Oral mucositis (OM) represents a therapeutic challenge frequently encountered in cancer patients undergoing chemotherapy or radiotherapy. Erythropoietin (EPO) has anti-inflammatory, antioxidant, and wound-healing properties and therefore has important roles in the prevention and treatment of OM. In the current study, we developed a thermally sensitive mucoadhesive gel based on trimethyl chitosan (TMC) containing EPO for the treatment of OM. TMCs with various degrees of substitution (DS) were synthesized and mixed with ß-glycerophosphate (GP) and characterized for gelation properties by means of rheological analysis.

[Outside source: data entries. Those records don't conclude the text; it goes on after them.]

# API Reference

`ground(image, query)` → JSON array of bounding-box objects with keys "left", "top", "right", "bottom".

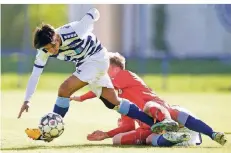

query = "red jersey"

[{"left": 80, "top": 70, "right": 168, "bottom": 137}]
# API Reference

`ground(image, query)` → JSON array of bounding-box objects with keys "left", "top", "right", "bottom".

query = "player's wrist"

[
  {"left": 104, "top": 132, "right": 110, "bottom": 139},
  {"left": 24, "top": 100, "right": 30, "bottom": 106}
]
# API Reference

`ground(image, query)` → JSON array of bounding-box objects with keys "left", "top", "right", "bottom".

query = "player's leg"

[
  {"left": 25, "top": 75, "right": 87, "bottom": 142},
  {"left": 53, "top": 75, "right": 88, "bottom": 117},
  {"left": 146, "top": 132, "right": 190, "bottom": 147},
  {"left": 177, "top": 127, "right": 202, "bottom": 146},
  {"left": 170, "top": 107, "right": 227, "bottom": 145},
  {"left": 143, "top": 101, "right": 179, "bottom": 133},
  {"left": 113, "top": 128, "right": 152, "bottom": 145}
]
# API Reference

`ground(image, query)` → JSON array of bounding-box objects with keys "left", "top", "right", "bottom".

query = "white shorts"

[
  {"left": 171, "top": 105, "right": 202, "bottom": 146},
  {"left": 73, "top": 48, "right": 114, "bottom": 97}
]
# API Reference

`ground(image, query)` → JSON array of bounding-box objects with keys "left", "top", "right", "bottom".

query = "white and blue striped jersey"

[
  {"left": 24, "top": 8, "right": 103, "bottom": 101},
  {"left": 34, "top": 9, "right": 102, "bottom": 68}
]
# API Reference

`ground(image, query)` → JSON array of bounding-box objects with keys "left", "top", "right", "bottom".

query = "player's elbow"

[
  {"left": 124, "top": 123, "right": 135, "bottom": 132},
  {"left": 87, "top": 8, "right": 100, "bottom": 21}
]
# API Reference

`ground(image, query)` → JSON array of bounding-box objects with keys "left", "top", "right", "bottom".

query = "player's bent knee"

[
  {"left": 100, "top": 96, "right": 115, "bottom": 109},
  {"left": 58, "top": 81, "right": 70, "bottom": 97}
]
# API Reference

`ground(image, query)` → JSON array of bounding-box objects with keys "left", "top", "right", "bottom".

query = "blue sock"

[
  {"left": 118, "top": 99, "right": 154, "bottom": 126},
  {"left": 152, "top": 134, "right": 177, "bottom": 147},
  {"left": 178, "top": 112, "right": 214, "bottom": 139},
  {"left": 53, "top": 97, "right": 70, "bottom": 117}
]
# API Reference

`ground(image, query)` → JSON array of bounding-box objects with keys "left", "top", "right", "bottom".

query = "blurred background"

[{"left": 1, "top": 4, "right": 231, "bottom": 92}]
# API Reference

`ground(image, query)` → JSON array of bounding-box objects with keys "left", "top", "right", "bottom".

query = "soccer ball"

[{"left": 39, "top": 113, "right": 64, "bottom": 139}]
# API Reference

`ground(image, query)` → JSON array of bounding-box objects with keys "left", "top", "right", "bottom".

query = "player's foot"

[
  {"left": 163, "top": 132, "right": 191, "bottom": 143},
  {"left": 25, "top": 128, "right": 53, "bottom": 142},
  {"left": 151, "top": 119, "right": 179, "bottom": 133},
  {"left": 212, "top": 132, "right": 227, "bottom": 146}
]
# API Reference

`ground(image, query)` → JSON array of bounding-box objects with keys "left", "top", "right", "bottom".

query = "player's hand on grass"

[
  {"left": 18, "top": 101, "right": 30, "bottom": 118},
  {"left": 87, "top": 130, "right": 109, "bottom": 141},
  {"left": 70, "top": 96, "right": 82, "bottom": 102}
]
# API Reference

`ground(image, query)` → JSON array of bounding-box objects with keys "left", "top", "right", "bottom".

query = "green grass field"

[{"left": 1, "top": 90, "right": 231, "bottom": 153}]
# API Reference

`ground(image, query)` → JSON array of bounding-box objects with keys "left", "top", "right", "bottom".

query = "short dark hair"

[
  {"left": 109, "top": 52, "right": 126, "bottom": 70},
  {"left": 33, "top": 24, "right": 55, "bottom": 49}
]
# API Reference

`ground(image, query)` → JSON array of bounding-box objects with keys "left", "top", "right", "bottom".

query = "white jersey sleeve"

[
  {"left": 24, "top": 50, "right": 49, "bottom": 101},
  {"left": 70, "top": 8, "right": 100, "bottom": 38}
]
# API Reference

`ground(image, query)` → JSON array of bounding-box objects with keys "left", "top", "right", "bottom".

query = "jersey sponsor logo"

[{"left": 61, "top": 31, "right": 78, "bottom": 41}]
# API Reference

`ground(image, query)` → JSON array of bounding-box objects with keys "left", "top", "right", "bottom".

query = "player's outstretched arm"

[
  {"left": 18, "top": 50, "right": 49, "bottom": 118},
  {"left": 18, "top": 66, "right": 42, "bottom": 118},
  {"left": 70, "top": 91, "right": 96, "bottom": 102}
]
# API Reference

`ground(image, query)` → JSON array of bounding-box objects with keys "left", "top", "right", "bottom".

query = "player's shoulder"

[
  {"left": 36, "top": 49, "right": 51, "bottom": 59},
  {"left": 55, "top": 23, "right": 74, "bottom": 34},
  {"left": 121, "top": 70, "right": 138, "bottom": 77}
]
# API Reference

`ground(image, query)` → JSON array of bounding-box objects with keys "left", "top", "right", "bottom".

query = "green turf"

[
  {"left": 1, "top": 54, "right": 231, "bottom": 74},
  {"left": 2, "top": 72, "right": 231, "bottom": 92},
  {"left": 1, "top": 90, "right": 231, "bottom": 153}
]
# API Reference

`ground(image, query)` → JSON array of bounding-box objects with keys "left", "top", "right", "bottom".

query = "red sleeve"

[
  {"left": 107, "top": 116, "right": 135, "bottom": 138},
  {"left": 80, "top": 91, "right": 96, "bottom": 101},
  {"left": 112, "top": 70, "right": 131, "bottom": 89}
]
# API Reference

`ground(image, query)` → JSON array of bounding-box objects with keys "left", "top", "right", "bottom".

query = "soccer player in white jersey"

[{"left": 18, "top": 8, "right": 178, "bottom": 142}]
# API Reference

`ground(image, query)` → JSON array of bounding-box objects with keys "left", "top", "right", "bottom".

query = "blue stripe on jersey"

[
  {"left": 34, "top": 64, "right": 44, "bottom": 68},
  {"left": 96, "top": 44, "right": 103, "bottom": 50},
  {"left": 59, "top": 41, "right": 84, "bottom": 53},
  {"left": 87, "top": 13, "right": 94, "bottom": 20}
]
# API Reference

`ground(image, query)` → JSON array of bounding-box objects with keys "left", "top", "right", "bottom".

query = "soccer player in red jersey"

[{"left": 70, "top": 53, "right": 226, "bottom": 146}]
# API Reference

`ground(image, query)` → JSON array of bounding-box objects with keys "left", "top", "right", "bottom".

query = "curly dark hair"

[{"left": 33, "top": 24, "right": 55, "bottom": 49}]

The effects of DS of TMCs and different concentrations of GP on gelation temperature and time were investigated. The mucoadhesive property of the mixtures was also assessed using cattle buccal mucosa. The optimized mixture was loaded with EPO and subjected to in vitro drug release, wash away, in vitro antimicrobial, and wound-healing tests. The effect of EPO-loaded formulation was also investigated in vivo in Sprague-Dawley rats with chemotherapy-induced mucositis. The best properties were obtained with the blend of TMC of 9.8% DS (5%) and GP (20%). EPO was released from the hydrogel during 8 h, and more than 30% of the drug still remained on the mucosa after 3 h of washing the buccal mucosa with phosphate buffer. TMC/GP mixture was characterized by antimicrobial properties. The EPO hydrogel demonstrated in vitro/in vivo wound-healing properties. Therefore, EPO-loaded hydrogel has the potential to be used in the treatment of OM and other oral or subcutaneous wounds.

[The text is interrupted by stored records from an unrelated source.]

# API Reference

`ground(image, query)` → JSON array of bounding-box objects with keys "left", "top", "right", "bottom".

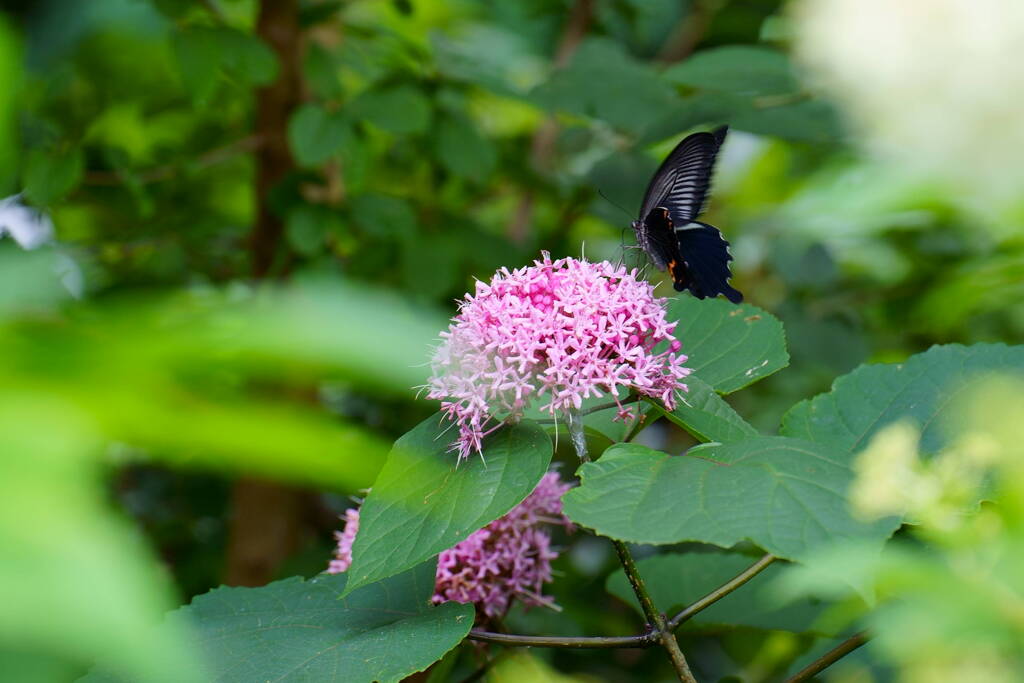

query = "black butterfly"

[{"left": 633, "top": 126, "right": 743, "bottom": 303}]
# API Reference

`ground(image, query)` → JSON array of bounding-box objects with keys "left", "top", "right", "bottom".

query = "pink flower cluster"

[
  {"left": 427, "top": 252, "right": 690, "bottom": 458},
  {"left": 327, "top": 508, "right": 359, "bottom": 573},
  {"left": 328, "top": 472, "right": 571, "bottom": 618}
]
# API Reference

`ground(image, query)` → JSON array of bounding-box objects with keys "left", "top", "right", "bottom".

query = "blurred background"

[{"left": 0, "top": 0, "right": 1024, "bottom": 681}]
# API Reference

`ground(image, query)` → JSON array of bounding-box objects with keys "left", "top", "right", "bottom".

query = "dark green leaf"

[
  {"left": 729, "top": 96, "right": 843, "bottom": 142},
  {"left": 401, "top": 233, "right": 461, "bottom": 301},
  {"left": 663, "top": 45, "right": 800, "bottom": 97},
  {"left": 781, "top": 344, "right": 1024, "bottom": 453},
  {"left": 607, "top": 553, "right": 831, "bottom": 635},
  {"left": 669, "top": 294, "right": 790, "bottom": 393},
  {"left": 350, "top": 85, "right": 430, "bottom": 135},
  {"left": 173, "top": 27, "right": 223, "bottom": 103},
  {"left": 431, "top": 23, "right": 545, "bottom": 95},
  {"left": 285, "top": 204, "right": 342, "bottom": 256},
  {"left": 86, "top": 562, "right": 473, "bottom": 683},
  {"left": 288, "top": 104, "right": 351, "bottom": 166},
  {"left": 352, "top": 195, "right": 417, "bottom": 239},
  {"left": 218, "top": 29, "right": 278, "bottom": 86},
  {"left": 651, "top": 375, "right": 758, "bottom": 443},
  {"left": 346, "top": 415, "right": 551, "bottom": 590},
  {"left": 563, "top": 436, "right": 899, "bottom": 559},
  {"left": 434, "top": 115, "right": 498, "bottom": 182},
  {"left": 531, "top": 38, "right": 678, "bottom": 131},
  {"left": 23, "top": 147, "right": 85, "bottom": 206},
  {"left": 302, "top": 43, "right": 344, "bottom": 99}
]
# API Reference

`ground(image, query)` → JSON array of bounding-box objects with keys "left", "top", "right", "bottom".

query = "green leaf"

[
  {"left": 349, "top": 85, "right": 430, "bottom": 135},
  {"left": 434, "top": 115, "right": 498, "bottom": 182},
  {"left": 285, "top": 204, "right": 343, "bottom": 256},
  {"left": 219, "top": 29, "right": 278, "bottom": 86},
  {"left": 172, "top": 27, "right": 223, "bottom": 103},
  {"left": 346, "top": 415, "right": 552, "bottom": 590},
  {"left": 288, "top": 104, "right": 351, "bottom": 166},
  {"left": 351, "top": 195, "right": 417, "bottom": 239},
  {"left": 302, "top": 41, "right": 345, "bottom": 99},
  {"left": 563, "top": 436, "right": 899, "bottom": 559},
  {"left": 606, "top": 553, "right": 833, "bottom": 635},
  {"left": 781, "top": 344, "right": 1024, "bottom": 453},
  {"left": 668, "top": 294, "right": 790, "bottom": 393},
  {"left": 86, "top": 562, "right": 473, "bottom": 683},
  {"left": 23, "top": 147, "right": 85, "bottom": 206},
  {"left": 648, "top": 375, "right": 758, "bottom": 443},
  {"left": 662, "top": 45, "right": 800, "bottom": 96},
  {"left": 530, "top": 38, "right": 678, "bottom": 132},
  {"left": 0, "top": 395, "right": 198, "bottom": 683}
]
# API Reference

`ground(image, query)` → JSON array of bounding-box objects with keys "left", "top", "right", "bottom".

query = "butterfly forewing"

[
  {"left": 640, "top": 126, "right": 728, "bottom": 226},
  {"left": 633, "top": 126, "right": 743, "bottom": 303}
]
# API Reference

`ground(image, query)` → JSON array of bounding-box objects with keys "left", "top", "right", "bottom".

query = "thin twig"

[
  {"left": 469, "top": 629, "right": 657, "bottom": 649},
  {"left": 669, "top": 554, "right": 776, "bottom": 631},
  {"left": 785, "top": 631, "right": 867, "bottom": 683},
  {"left": 611, "top": 540, "right": 696, "bottom": 683},
  {"left": 535, "top": 396, "right": 640, "bottom": 425}
]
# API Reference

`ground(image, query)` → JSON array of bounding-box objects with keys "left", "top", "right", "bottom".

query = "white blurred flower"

[
  {"left": 794, "top": 0, "right": 1024, "bottom": 227},
  {"left": 0, "top": 195, "right": 85, "bottom": 299},
  {"left": 0, "top": 195, "right": 53, "bottom": 249}
]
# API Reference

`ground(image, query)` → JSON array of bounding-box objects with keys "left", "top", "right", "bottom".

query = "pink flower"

[
  {"left": 327, "top": 508, "right": 359, "bottom": 573},
  {"left": 427, "top": 252, "right": 690, "bottom": 458},
  {"left": 327, "top": 472, "right": 571, "bottom": 618}
]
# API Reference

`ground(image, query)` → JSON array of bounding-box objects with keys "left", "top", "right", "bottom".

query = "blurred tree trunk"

[{"left": 224, "top": 0, "right": 306, "bottom": 586}]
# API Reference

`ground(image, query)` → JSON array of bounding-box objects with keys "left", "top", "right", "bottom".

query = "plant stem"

[
  {"left": 669, "top": 553, "right": 776, "bottom": 631},
  {"left": 611, "top": 539, "right": 696, "bottom": 683},
  {"left": 535, "top": 396, "right": 640, "bottom": 425},
  {"left": 785, "top": 631, "right": 867, "bottom": 683},
  {"left": 565, "top": 411, "right": 696, "bottom": 683},
  {"left": 469, "top": 629, "right": 657, "bottom": 649}
]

Effect of freeze drying on stability, thermo-responsive characteristics, and in vivo wound healing of erythropoietin-loaded trimethyl chitosan/glycerophosphate hydrogel.

Erythropoietin (EPO) was successfully incorporated into a bioadhesive thermosensitive hydrogel based on trimethyl chitosan (TMC)/ß-glycerophosphate (GP) for prevention and treatment of oral mucositis in cancerous patients. The aim of the present study was to evaluate the effect of freeze drying on thermo-responsive property of the hydrogel and structural stability of the loaded protein. The freeze-dried EPO-loaded hydrogel were characterized using various methods. Gelation property by rheological analysis, EPO aggregation in formulations by sodium dodecyl sulfate polyacrylamide gel electrophoresis (SDS-PAGE), protein secondary structure by far ultraviolet-circular dichroism (CD), and the antigenic activity of EPO with ELISA techniques. The healing effects of the freeze-dried formulation was also investigated in Sprague-Dawley rats with chemotherapy-induced mucositis and compared with freshly prepared mixture. Finally, the retention time of the gel in the oral cavity was assessed in healthy volunteers. SDS-PAGE, CD, and ELISA confirmed the stability of conformational structure of loaded and released EPO. Severity of mucositis was markedly reduced in animals treated with freeze-dried EPO hydrogel; whereas the group received normal saline did not show any significant healing. EPO salvia level was decreased rapidly following EPO solution compared to the gel application. Approximately, 40% of EPO was maintained on the buccal areas in patients receiving the hydrogel system after 30 min. Therefore, the TMC/GP could preserve EPO stability after freeze drying and has the potential in the treatment of oral mucositis and other oral or subcutaneous wounds.